Gauss' Law for Magnetism Derivative Form: With or without volume integral? I've been reading through FLP Vol. II, and he has proven that as the flux through a closed surface is: $\ \int_{surface} \mathbf{F} \space \mathrm{d}\mathbf{a} $, according to the divergence theorem, the flux through a surface can be defined as: $\ \int_{volume} \nabla \cdot \mathbf{F} \space \mathrm{d}V $, where $\ \mathbf{F} $ is any vector field, and the volume is that which is enclosed by the surface.
Previously he had stated as a word equation that: $\ \text{Flux of } \mathbf{B} \text{ through any closed surface}=0. $ I would therefore assume that $\ \int_{volume} \nabla \cdot \mathbf{B} \space \mathrm{d}V = 0$, however Gauss' law for magnetism states that: $\ \nabla \cdot \mathbf{B} = 0$. Does that mean that $\ \nabla \cdot \mathbf{B} = 0$ and $\ \int_{volume} \nabla \cdot \mathbf{B} \space \mathrm{d}V = 0$ are equivalent statements, or am I making a fundamental error somewhere?
 A: As Draksis said, the condition is that the integral over any volume has to be zero.
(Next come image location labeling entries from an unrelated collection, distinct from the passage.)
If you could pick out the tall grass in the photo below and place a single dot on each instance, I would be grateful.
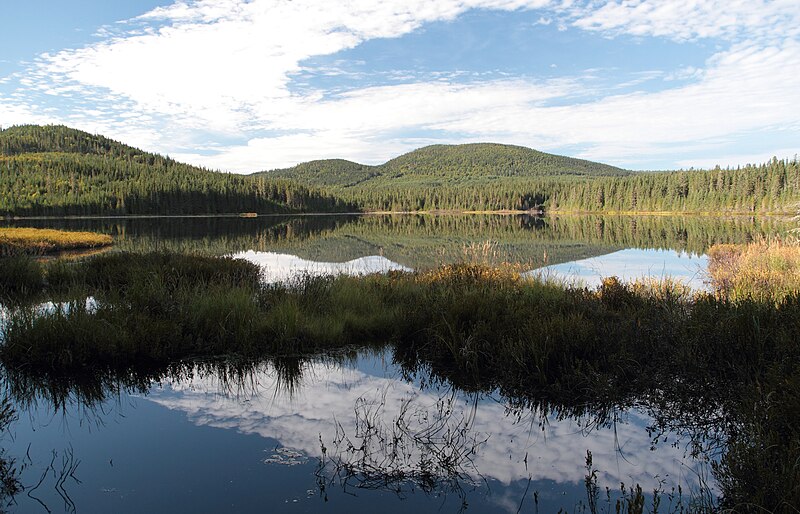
(479, 327)
(764, 269)
(35, 241)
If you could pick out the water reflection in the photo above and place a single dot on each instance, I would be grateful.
(424, 241)
(634, 264)
(279, 267)
(333, 426)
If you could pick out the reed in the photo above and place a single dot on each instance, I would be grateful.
(764, 269)
(479, 327)
(35, 241)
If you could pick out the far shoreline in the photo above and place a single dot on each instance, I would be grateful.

If you want a formal proof, here you go:
Let's call $f(\mathbf{x}) = \nabla \cdot \mathbf{B}$, and assume it is continuous. Suppose there's some $\mathbf{x}_0 \in \mathbb{R}^3$ with $f(\mathbf{x}_0) \neq 0$, and let's say that $f(\mathbf{x}_0) > 0$ (the proof for $f < 0$ is identical). Then since $f$ is a continous function, there is some ball $B$ around $\mathbf{x}_0$ where $f$ is positive. Therefore, $\int_B f > 0$, which is a contradiction with the assumption that the integral should be zero for any volume.
A: Intuitively, if the volume integral of a function is 0 over any arbitrary volume, the function itself must be 0 at all points in space.
More concretely, consider a function for which $\int_V \, f \, \mathrm{d}x = 0$ for any volume $V$. Then, $\int_{V+dV} \, f \, \mathrm{d}x = 0$ for any infinitesimal addition to V.
$$\int_{V+dV} \, f \, \mathrm{d}x - \int_V \, f \, \mathrm{d}x = \int_{dV} \, f \, \mathrm{d}x = f(\text{at dV}) = 0$$
In your case, $f = \nabla \cdot B$, so $\nabla \cdot B = 0$.
(Note: I was a bit lazy with my notation above, so it's not a formal proof. However, it should still provide the intuitive answer to your question.)